The light-filled Victorian that vegan restaurant Calendula once called home now showcases pastry chef/co-owner Tucker Mortensen's creations. The menu is promisingly streamlined: Often a limited offering is a sign of a attention to detail and quality. Here, this is sometimes the case.
A handful of morning items include a breakfast croissant ($9.50) with eggs, bacon and lettuce, and lemon-cream cheese crêpes ($8.50) topped, confusingly, with syrupy, previously frozen strawberries. Both dishes are served with perfectly crusted roasted potatoes and a cup of melon on the edge of turning. Lunch is more successful; a highlight is the tangy, succulent chicken piccata ($12.50), accompanied by a yeasty roll, almond-laced saffron rice and green beans sautéed with big chunks of bacon and sweet roasted pearl onions.

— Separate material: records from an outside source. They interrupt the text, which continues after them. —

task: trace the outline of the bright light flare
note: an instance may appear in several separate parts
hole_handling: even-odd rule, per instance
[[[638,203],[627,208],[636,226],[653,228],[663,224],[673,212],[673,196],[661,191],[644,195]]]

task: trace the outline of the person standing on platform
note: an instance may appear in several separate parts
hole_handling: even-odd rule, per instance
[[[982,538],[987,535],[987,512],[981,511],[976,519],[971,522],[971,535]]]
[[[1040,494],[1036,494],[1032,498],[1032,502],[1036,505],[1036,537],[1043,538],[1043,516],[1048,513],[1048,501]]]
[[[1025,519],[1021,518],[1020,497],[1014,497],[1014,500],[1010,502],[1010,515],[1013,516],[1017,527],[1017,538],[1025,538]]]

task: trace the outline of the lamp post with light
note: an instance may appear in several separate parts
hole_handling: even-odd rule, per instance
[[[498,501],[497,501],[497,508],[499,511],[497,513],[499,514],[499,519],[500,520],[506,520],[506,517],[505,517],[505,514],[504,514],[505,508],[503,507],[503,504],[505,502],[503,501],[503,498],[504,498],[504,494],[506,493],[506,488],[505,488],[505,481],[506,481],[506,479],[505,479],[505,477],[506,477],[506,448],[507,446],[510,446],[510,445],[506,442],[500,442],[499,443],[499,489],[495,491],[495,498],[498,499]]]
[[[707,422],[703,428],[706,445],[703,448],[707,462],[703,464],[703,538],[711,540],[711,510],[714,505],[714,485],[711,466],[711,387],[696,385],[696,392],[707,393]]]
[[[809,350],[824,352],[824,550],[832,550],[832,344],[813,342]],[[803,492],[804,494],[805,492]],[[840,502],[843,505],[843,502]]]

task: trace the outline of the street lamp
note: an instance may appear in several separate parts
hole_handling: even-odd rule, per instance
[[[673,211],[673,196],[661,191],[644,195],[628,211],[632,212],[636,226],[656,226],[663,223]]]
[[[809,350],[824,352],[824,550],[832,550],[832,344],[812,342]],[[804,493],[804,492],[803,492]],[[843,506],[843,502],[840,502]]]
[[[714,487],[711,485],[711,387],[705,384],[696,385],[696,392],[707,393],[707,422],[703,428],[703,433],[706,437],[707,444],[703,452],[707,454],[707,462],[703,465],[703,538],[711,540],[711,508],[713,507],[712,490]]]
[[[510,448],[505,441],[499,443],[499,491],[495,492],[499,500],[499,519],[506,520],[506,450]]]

The pastries are all variations on classic themes: several flavors of tartes, mousse cakes, éclairs, macaroons and quiches, as well as croissants and chaussons pommes. The Plaisir cake ($5.50) tops chocolate and vanilla mousse with meringue and burnt sugar that evokes campfire marshmallows. A neon-hued blood-orange éclair ($3.25) is a fresh take on the original.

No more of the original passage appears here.